Genetic variants in regulatory regions have been recently identified as a dominant factor in formation of many phenotypic traits, including inherited predisposition to various diseases. Among other mechanisms, nucleotide substitution in promoters or enhancers can modify DNA affinity for specifically binding transcription factors in these regulatory segments. This in turn may affect gene expression in the cell types, in which these regulatory segments are active, and therefore the phenotype.

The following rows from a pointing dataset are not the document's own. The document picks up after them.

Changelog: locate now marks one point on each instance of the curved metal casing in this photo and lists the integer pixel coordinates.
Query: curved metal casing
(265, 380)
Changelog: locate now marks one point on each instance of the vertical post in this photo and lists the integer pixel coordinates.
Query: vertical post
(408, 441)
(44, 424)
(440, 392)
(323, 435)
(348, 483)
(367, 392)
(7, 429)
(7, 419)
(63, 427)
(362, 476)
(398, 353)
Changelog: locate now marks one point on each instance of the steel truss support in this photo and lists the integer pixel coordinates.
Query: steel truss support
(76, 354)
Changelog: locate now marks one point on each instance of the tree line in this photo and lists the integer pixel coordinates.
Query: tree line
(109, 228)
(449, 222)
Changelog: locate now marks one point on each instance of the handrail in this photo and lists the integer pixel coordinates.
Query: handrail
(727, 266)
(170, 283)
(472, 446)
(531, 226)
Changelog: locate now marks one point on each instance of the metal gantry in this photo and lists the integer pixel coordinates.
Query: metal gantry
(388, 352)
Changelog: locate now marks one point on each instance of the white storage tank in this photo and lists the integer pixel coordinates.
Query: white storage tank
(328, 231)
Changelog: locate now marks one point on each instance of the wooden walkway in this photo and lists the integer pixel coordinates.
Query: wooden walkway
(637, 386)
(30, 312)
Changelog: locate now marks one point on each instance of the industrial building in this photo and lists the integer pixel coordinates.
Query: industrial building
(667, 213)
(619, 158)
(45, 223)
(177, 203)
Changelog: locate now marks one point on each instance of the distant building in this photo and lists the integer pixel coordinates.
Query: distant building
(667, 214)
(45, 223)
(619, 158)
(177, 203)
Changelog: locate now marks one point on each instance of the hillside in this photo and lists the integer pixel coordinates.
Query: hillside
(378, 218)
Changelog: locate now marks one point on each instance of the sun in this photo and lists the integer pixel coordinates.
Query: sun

DNA regulatory segments as well as transcription factor binding sites may be assessed computationally. Information on the specificity of transcription factor binding and on the activity of particular DNA segments in particular cell types can be obtained in molecular genomic studies such as the ENCODE project. In our lab we analyzed a number of quantities affecting cell type specific binding of transcription factors including DNase accessibility, transcriptional activity of neighboring genes, sequence motifs of transcription factor binding sites and motifs of cofactor binding. Our objective was to separate the variables characterizing the cell type and the specificity of transcription factor binding. We have found found that the contribution of different chromatin activity parameters varies dramatically from one cell type to another. This makes difficult the prediction of the transcription factor binding profile in the target cell type which may be obtained only with a careful selection of a training cell type.
Tests on the human ENCODE datasets displayed a very high accuracy of the prediction of cell type specific binding of some transcription factors including CTCF and ZNF143, yet for other factors the prediction accuracy was rather modest. Yet, at least technically, a cell-type oriented computational annotation of regulatory regions is quite achievable.
Information on the contribution of particular substitutions into transcription factor binding may be recruited for prioritization of particular variants linked together in genetic studies. On the other hand, the activity of regulatory regions is mostly cell type specific, so information on the cell type, in which a DNA segment containing a regulatory substitution is active, may be important for identification of organs affected by a genetic variant.